1. Cross-Source Join (Postgres + Parquet)

This is the "Hello World" of federation. Join hot transactional data (Postgres) with cold historical logs (S3 Parquet).

Scenario

You have: * users table in PostgreSQL (User metadata). * logs directory of Parquet files in S3 (Clickstream events).
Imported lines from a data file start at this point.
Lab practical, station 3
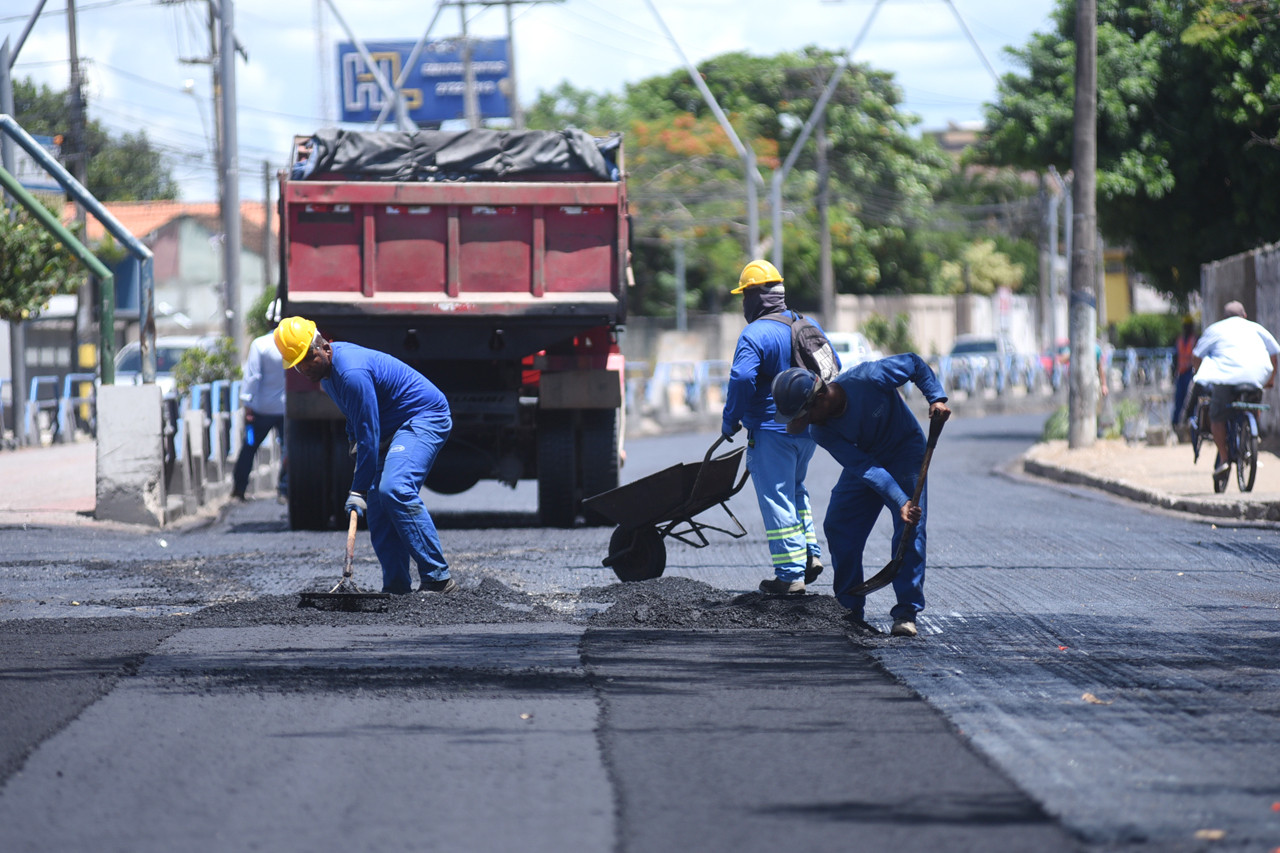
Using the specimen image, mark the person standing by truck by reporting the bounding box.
[275,316,458,594]
[721,260,838,596]
[232,300,288,501]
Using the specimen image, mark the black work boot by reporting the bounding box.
[804,555,823,585]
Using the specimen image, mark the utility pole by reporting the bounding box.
[458,3,480,131]
[0,37,27,444]
[673,234,689,332]
[67,0,93,379]
[262,160,271,291]
[1068,0,1098,450]
[502,0,525,131]
[813,117,837,322]
[218,0,244,357]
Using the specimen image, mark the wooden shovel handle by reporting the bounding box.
[342,510,360,578]
[893,418,947,560]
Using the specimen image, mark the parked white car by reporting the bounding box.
[115,334,218,397]
[827,332,884,368]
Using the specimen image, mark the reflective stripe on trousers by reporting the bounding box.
[746,429,822,580]
[366,418,451,593]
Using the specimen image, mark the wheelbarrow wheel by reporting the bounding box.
[605,526,667,583]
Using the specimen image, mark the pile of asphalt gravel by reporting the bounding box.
[189,578,564,628]
[15,574,847,631]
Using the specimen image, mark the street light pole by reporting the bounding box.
[1068,0,1100,450]
[218,0,244,356]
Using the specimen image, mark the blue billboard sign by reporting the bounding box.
[338,38,511,127]
[13,136,65,193]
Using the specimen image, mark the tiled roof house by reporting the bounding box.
[63,201,278,334]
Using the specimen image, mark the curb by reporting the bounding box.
[1023,456,1280,521]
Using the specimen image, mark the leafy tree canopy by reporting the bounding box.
[0,197,83,323]
[983,0,1280,298]
[940,240,1024,296]
[529,47,1013,314]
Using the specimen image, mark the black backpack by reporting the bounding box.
[762,311,840,382]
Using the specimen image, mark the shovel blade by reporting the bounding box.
[845,560,902,596]
[298,592,392,612]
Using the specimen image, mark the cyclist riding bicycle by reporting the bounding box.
[1192,301,1280,475]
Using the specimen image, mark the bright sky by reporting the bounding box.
[0,0,1056,201]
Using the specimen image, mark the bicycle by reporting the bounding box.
[1188,386,1271,493]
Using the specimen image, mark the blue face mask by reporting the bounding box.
[742,287,787,323]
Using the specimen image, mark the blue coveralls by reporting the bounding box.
[320,342,453,593]
[809,352,947,619]
[721,311,822,581]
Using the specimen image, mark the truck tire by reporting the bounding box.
[579,409,618,526]
[285,420,356,530]
[538,410,579,528]
[285,420,329,530]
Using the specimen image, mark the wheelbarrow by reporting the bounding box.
[582,435,749,581]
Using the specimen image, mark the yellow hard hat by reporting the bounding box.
[274,316,316,369]
[730,260,782,293]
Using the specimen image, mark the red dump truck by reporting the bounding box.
[279,129,627,529]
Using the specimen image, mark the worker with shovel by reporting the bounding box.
[773,352,951,637]
[275,316,458,594]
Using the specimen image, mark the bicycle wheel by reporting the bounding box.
[1213,453,1231,494]
[1189,401,1210,462]
[1235,412,1258,492]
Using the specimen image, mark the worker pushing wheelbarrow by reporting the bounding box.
[582,435,749,581]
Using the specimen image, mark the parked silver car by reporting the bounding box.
[115,334,218,397]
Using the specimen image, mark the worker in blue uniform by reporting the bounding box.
[721,260,822,596]
[275,316,458,594]
[773,352,951,637]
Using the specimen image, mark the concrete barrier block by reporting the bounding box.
[93,384,166,526]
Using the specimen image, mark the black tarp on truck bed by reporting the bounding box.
[292,128,620,181]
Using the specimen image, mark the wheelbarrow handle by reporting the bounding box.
[703,433,731,465]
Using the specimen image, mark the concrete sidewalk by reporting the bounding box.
[10,427,1280,525]
[0,441,97,524]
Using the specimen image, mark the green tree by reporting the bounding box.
[0,199,83,321]
[173,338,241,394]
[938,240,1023,296]
[983,0,1280,300]
[13,79,178,201]
[614,47,950,310]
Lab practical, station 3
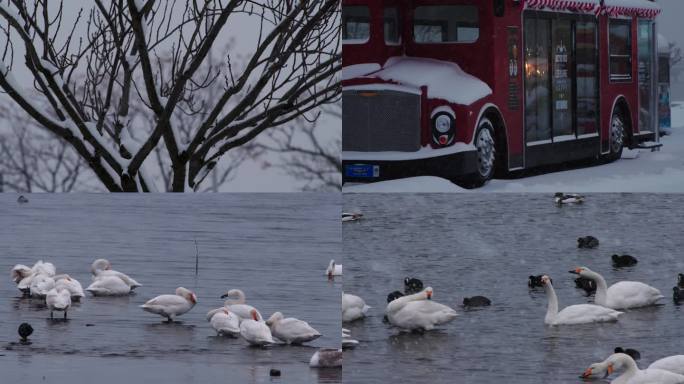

Configuration (sources.yaml)

sources:
  - name: pg
    type: sql
    dialect: postgres
    connection: "postgres://user:pass@localhost:5432/app_db"

  - name: s3_logs
    type: s3
    bucket: "my-datalake"
    paths: ["logs/*.parquet"]
    # ... creds ...

Query

Join the s3_logs (implicitly registered as tables based on filename or folder) with pg.public.users.

query = """
    SELECT 
        u.email, 
        count(l.event_id) as event_count
    FROM strake.pg.public.users u
    JOIN strake.s3_logs.logs l ON u.id = l.user_id
    WHERE l.event_date > '2023-01-01'
    GROUP BY u.email
    ORDER BY event_count DESC
    LIMIT 10
"""

df = conn.sql(query)

2. Using trace() for Performance Tuning

If a query feels slow, use trace() to see if pushdown is working.

conn.trace("SELECT * FROM strake.pg.public.users WHERE id > 1000")

Output Analysis:

Look for TableScan.

  • Good (Pushdown):

    TableScan: users projection=[id, email], filters=[id > 1000]
    
    The filter is part of the scan! It's happening inside Postgres.

  • Bad (No Pushdown):

    Filter: id > 1000
      TableScan: users
    
    The filter is separate. Strake is scanning everything and filtering locally.